Ok, let’s get political, a little bit.

The tariff spat between Trump and Chinese President Xi Jinping has been hard to keep up with. Last week, China announced additional tariffs of 5% or 10% on $75 billion worth of U.S. imports starting on September 1, Trump immediately countered with a promise to raise tariffs on $250 billion in Chinese goods starting in October. The U.S. president went further to threaten raising tariffs across all Chinese imports, the remainder of which are mostly consumer items.

The business implications of this tariff war were immediately evident with the performance of the stock market. The market reacted negatively; the Dow was down 623 points at closing. Trump, in an overreach of power, ordered U.S. companies to find an alternative to China because “we don’t need China”.

Ok, enough politics. How does this affect DTC brands?

China is one of the U.S.’s largest trading partners. Companies import goods from China in part because their lower cost allows higher retail markups. The increase in tariffs will mean retailers must either reduce their profits or pass along the added cost to consumers. This is of course bad business because not all consumers may be capable or willing to pay extra.
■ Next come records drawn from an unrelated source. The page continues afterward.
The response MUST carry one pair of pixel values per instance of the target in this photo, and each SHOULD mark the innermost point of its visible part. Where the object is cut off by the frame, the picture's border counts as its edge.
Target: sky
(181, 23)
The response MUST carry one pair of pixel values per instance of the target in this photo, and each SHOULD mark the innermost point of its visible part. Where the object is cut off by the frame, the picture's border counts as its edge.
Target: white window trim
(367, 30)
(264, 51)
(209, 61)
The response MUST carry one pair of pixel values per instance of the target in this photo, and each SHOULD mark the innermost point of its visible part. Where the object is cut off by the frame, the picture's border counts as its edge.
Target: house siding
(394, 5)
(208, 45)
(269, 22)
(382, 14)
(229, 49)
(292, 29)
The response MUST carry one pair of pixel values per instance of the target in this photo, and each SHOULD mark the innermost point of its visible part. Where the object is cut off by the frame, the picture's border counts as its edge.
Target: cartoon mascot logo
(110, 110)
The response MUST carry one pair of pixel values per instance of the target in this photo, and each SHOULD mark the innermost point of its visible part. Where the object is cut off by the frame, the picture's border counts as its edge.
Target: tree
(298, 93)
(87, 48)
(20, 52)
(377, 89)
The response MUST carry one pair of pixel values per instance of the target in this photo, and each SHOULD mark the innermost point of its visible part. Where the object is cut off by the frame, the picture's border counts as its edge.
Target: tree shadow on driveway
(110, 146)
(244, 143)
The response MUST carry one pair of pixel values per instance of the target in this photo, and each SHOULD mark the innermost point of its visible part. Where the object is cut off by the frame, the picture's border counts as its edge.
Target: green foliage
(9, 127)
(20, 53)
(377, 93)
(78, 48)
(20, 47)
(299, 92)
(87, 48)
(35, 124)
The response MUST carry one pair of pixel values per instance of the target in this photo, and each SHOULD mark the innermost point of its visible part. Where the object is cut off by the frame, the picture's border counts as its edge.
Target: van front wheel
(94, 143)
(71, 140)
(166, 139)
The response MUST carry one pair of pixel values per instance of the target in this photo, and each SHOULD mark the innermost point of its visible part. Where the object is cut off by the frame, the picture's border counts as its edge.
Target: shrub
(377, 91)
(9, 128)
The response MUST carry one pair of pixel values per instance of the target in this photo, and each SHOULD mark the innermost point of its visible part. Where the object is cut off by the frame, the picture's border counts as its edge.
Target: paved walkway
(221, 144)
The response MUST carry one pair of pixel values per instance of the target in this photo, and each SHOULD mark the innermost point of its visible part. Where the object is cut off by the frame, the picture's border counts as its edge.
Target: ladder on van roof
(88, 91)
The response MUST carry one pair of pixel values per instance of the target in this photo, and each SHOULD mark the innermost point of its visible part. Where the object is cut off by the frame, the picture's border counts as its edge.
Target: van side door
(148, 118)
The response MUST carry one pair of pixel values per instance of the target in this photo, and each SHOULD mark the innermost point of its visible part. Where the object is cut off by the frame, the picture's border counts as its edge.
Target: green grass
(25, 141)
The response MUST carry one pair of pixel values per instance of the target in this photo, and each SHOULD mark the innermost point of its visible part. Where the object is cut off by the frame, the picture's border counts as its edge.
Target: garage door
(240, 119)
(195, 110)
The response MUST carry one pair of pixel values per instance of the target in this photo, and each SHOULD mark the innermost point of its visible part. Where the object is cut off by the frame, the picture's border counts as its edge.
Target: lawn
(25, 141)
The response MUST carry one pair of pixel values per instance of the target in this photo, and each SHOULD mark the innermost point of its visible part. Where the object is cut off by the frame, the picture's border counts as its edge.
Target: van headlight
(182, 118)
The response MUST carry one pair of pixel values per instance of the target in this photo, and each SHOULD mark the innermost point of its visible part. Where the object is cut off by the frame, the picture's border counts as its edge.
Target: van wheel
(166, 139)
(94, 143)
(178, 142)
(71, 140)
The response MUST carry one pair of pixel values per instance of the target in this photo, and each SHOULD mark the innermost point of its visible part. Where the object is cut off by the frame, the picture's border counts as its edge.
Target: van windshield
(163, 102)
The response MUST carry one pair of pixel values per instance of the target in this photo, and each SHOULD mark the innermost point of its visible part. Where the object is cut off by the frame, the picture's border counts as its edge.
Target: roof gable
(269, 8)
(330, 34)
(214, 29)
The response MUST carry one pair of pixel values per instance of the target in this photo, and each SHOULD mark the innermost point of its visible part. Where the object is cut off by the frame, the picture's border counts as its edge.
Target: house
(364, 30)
Large brands, like Nike and Adidas, have urged President Trump to remove their product categories from the list of Chinese products that could be hit with tariffs. Small retail players, like DTC brands, lack the clout to lobby for loosened tariffs and may be locked into contracts with Chinese manufacturers that may be difficult to circumvent.

The Chinese e-commerce market is projected to hit $2.6 trillion in sales by 2021; 2.8 times the size of the U.S. e-commerce market. And according to a KMPG report, Chinese millennials, who are on the lookout for new brands have higher spending power at a young age than their U.S. counterparts. All of this translates to China being a huge opportunity for DTC brands to scale and grow revenue. But with increased tariffs, DTC brands, like Helix, that are manufactured in the U.S., will have to compete for the Chinese consumer at increased prices.

The long-term effects of this trade-war are still unknown. However, this serves as a good lesson for brands to diversify their supply chain beyond any single country.